Passerella della manager Mastrobuono alla non ben chiara “Conferenza Locale della Sanità”, svoltasi oggi sabato 13 settembre 2014 presso la sala teatro di via Fabi.
Una platea di dirigenti e personale della ASL, coadiuvato da un ingenuo, anche cosciente purtroppo, associazionismo “volontaristico” ha seguito impassibile le elucubrazioni della manager mentre descriveva una bozza del possibile Piano Strategico Aziendale.
Erano assenti i cittadini, i sindaci, le forze sociali e politiche del territorio che in questi anni hanno lottato per una sanità diversa, territoriale ed efficiente, contro il profitto e contro la svendita di servizi in un disegno che vede Roma mangiare attività ed utenza di tutte le province laziali.
Ogni slides mostrata e descritta era una bordata contro ciò che rimane della sanità locale in Ciociaria, che prepara il terreno al conseguente arrembaggio da parte dei privati.
Centinaia di posti letto privati sostituiranno quelli pubblici a seguito del declassamento degli ospedali, in attesa di altri centinaia di posti letto da offrire, sempre al privato, nel territorio locale.
Nel frattempo accordi con distretti romani per alleviare le liste di attesa,ma non i km della
speranza percorsi; convenzioni con i privati per i servizi come i laboratori di analisi; case della salute che saranno al massimo lungodegenze poco attrezzate. Non mancano ovviamente immaginati spazi per particolari specializzazioni da lasciare in qualche ospedale qua e là, ma essi sono quelli dove il profitto fa un margine troppo risicato per essere abbordati, almeno per ora, dai privati.
Un vero e proprio piano liquidatorio della sanità esistente, in un quadro desolante e privo di qualsiasi orizzonte di progresso per la vita del territorio.
Quello che più spaventa è il subordinato consenso del personale ASL, anche di quella parte che nel tempo ha tentato di valorizzare le proprie responsabilità verso la cittadinanza, con un importante, ma tardivo e isolato, colpo di coda dei medici; il silenzio/assenso dei sindacati confederali, che da tempo sostano su un binario morto, evidentemente non ancora avvertiti che i tavoli di trattativa sono deserti e sparecchiati, impegnati, di contro, a non far coinvolgere i cittadini nelle pesanti scelte sociali in atto; l’incapacità critica di tante cosiddette associazioni di volontariato, tra le quali, alcune, aspirano alla gestione dei servizi con i loro strumenti “legali” (ed economici) come le ODV, perdendo di vista la solidarietà come elemento di spinta nell’universo dei diritti civili e sociali.
Il re è nudo. E lo è da tempo. La descritta crisi economica comunica ai cittadini la necessità del rigore e della rinuncia, dei tagli e delle chiusure. Ma al capitale fomenta altro: l’inseguimento di sempre nuove risorse da capitalizzare da cui trarre profitto in una situazione di accelerata concorrenza tra gruppi privati che condizionano fortemente gli attori della politica.

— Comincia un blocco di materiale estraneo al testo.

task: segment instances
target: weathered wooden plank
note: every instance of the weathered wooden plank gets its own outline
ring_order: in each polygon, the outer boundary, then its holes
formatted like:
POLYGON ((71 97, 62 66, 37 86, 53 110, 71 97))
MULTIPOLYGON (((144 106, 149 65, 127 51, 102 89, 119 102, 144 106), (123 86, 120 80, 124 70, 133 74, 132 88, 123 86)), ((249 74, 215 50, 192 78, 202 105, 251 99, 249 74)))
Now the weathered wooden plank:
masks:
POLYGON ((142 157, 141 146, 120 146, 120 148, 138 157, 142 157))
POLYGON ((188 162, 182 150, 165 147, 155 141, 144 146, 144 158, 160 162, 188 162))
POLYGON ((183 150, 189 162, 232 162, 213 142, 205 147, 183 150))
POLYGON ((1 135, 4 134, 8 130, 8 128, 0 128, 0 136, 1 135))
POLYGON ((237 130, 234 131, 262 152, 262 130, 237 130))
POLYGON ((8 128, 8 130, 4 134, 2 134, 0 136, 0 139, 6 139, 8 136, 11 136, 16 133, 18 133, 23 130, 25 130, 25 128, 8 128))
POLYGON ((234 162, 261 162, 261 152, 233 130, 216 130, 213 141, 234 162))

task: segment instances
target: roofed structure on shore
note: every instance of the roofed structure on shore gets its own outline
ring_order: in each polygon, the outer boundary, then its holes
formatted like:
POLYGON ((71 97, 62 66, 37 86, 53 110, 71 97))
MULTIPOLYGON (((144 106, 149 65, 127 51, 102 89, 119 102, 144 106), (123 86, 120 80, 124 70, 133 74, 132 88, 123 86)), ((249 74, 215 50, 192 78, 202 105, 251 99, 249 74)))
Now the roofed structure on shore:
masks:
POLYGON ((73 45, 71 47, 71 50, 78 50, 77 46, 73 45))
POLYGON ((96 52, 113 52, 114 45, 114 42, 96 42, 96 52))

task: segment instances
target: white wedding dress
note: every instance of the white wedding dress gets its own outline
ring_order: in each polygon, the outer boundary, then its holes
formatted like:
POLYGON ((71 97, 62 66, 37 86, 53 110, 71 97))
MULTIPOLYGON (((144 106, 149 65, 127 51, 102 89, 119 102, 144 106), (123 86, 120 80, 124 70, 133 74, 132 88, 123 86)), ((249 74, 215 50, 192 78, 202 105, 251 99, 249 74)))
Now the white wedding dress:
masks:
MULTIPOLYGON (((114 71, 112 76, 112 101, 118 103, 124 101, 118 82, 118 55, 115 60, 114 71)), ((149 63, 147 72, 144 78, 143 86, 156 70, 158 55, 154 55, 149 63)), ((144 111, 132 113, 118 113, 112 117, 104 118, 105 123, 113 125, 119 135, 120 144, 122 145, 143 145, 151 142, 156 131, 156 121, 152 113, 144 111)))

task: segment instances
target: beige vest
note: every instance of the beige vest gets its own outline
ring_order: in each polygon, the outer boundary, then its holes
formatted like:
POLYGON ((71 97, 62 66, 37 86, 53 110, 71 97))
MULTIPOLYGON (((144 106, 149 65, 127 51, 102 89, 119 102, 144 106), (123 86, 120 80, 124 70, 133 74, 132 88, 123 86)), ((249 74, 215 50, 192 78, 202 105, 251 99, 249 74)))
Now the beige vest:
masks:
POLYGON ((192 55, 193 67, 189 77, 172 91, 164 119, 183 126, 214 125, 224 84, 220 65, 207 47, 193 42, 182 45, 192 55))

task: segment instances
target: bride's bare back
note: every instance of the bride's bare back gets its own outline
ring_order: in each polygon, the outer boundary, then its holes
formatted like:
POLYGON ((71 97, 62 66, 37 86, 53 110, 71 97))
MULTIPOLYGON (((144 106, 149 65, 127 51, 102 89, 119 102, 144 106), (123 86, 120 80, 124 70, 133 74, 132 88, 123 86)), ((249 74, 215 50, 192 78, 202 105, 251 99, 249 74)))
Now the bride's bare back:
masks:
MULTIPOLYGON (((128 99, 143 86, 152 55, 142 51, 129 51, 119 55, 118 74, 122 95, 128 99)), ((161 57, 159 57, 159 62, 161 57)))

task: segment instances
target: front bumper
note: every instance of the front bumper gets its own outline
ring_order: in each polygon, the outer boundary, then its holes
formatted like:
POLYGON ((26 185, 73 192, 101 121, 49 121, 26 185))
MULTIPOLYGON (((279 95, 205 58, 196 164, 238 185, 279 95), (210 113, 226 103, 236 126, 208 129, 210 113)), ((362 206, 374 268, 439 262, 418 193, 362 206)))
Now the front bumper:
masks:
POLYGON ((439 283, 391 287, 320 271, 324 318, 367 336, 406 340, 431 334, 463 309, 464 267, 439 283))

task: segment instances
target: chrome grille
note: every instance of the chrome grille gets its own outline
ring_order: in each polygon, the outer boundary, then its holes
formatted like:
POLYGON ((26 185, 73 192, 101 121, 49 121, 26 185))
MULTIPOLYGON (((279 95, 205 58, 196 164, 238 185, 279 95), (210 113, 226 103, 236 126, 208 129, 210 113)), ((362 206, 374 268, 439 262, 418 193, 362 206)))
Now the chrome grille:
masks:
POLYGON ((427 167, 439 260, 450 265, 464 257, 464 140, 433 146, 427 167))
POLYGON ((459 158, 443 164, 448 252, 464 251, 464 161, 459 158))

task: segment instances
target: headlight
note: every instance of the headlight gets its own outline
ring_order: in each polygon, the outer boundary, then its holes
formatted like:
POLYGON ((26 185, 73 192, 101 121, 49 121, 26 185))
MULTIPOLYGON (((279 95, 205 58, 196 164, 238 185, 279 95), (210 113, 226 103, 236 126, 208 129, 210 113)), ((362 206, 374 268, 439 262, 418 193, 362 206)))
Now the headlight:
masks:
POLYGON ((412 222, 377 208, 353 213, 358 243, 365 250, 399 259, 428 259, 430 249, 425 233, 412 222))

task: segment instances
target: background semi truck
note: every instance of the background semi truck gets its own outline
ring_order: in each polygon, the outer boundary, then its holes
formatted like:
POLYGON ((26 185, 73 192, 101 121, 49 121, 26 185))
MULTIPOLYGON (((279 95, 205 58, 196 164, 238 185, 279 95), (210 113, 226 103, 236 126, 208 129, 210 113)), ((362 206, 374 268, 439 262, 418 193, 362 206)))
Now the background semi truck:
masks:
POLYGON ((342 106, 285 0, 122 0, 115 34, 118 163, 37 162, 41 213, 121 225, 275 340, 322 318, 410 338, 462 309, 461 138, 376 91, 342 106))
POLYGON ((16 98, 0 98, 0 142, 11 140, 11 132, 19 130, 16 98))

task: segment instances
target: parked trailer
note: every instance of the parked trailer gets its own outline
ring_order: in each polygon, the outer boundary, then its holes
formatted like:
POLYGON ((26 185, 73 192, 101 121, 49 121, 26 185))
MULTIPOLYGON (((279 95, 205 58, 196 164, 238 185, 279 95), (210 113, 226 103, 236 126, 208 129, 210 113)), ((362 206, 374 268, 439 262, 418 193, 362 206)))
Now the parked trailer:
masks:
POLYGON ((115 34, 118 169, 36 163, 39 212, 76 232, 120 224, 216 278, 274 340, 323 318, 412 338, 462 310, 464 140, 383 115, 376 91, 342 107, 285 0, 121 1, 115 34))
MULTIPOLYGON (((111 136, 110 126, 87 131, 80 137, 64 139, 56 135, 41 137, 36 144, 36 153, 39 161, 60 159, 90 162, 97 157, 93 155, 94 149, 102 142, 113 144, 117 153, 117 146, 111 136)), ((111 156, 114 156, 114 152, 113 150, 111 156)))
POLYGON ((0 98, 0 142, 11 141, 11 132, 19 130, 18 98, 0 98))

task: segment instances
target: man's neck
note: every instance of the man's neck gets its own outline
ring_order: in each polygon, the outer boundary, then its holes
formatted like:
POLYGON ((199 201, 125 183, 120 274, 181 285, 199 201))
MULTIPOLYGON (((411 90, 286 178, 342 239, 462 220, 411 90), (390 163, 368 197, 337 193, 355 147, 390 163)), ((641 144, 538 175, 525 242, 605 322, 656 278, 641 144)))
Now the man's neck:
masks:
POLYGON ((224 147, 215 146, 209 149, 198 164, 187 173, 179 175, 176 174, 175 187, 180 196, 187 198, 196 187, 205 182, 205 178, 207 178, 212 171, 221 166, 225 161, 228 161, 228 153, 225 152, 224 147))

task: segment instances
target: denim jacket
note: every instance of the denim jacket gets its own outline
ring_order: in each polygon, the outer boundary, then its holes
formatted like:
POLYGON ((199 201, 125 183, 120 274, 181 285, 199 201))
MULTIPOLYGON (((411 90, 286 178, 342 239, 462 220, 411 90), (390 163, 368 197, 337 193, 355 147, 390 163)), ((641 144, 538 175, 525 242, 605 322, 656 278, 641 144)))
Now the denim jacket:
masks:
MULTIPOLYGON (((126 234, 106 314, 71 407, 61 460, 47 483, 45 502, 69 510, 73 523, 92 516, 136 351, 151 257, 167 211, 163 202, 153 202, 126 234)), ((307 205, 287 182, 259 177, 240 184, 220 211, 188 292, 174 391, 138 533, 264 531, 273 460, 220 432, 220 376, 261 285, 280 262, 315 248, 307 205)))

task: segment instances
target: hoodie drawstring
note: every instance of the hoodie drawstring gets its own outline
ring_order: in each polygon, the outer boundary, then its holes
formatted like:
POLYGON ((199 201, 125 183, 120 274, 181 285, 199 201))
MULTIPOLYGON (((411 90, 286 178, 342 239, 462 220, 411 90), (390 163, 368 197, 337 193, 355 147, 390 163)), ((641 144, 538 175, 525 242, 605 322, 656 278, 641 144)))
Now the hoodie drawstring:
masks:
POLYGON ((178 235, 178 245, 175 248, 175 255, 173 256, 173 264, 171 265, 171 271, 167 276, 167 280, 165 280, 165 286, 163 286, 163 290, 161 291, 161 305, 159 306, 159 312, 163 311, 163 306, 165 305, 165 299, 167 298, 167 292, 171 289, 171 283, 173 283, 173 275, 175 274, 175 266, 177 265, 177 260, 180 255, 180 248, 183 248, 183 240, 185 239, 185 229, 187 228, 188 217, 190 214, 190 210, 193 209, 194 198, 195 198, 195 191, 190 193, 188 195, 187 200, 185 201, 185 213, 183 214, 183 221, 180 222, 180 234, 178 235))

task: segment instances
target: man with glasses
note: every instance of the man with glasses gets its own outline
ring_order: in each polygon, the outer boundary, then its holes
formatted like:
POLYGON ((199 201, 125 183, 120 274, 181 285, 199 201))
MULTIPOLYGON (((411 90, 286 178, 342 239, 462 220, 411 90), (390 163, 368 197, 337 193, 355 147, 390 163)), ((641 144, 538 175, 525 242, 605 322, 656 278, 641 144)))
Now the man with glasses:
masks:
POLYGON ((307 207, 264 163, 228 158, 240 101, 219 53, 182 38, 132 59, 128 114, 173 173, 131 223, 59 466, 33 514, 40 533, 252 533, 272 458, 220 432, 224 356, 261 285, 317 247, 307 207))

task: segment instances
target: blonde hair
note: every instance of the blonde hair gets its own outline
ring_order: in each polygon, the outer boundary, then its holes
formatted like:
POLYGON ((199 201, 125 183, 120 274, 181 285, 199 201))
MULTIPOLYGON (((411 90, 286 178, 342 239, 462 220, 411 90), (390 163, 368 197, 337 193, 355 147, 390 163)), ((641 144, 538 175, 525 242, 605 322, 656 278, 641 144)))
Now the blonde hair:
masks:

La sanità trattiene e genera risorse ingenti – il risparmio dei cittadini ad esempio. L’arrembaggio alle caravelle delle province periferiche è violento e senza domani. Una volta chiusi gli ospedali e/o privati di un livello qualitativo sufficiente, consegnati in mano ai privati i laboratori e la diagnostica, accettato supinamente di essere “utenti”-pazienti di Tor Vergata, fotograferemo “la sanità di classe”: ai poveri e alla classe media servizi pubblici residuali e alla classe proprietaria e agiata un comodo privato ad personam, pagato comunque dalla fiscalità generale.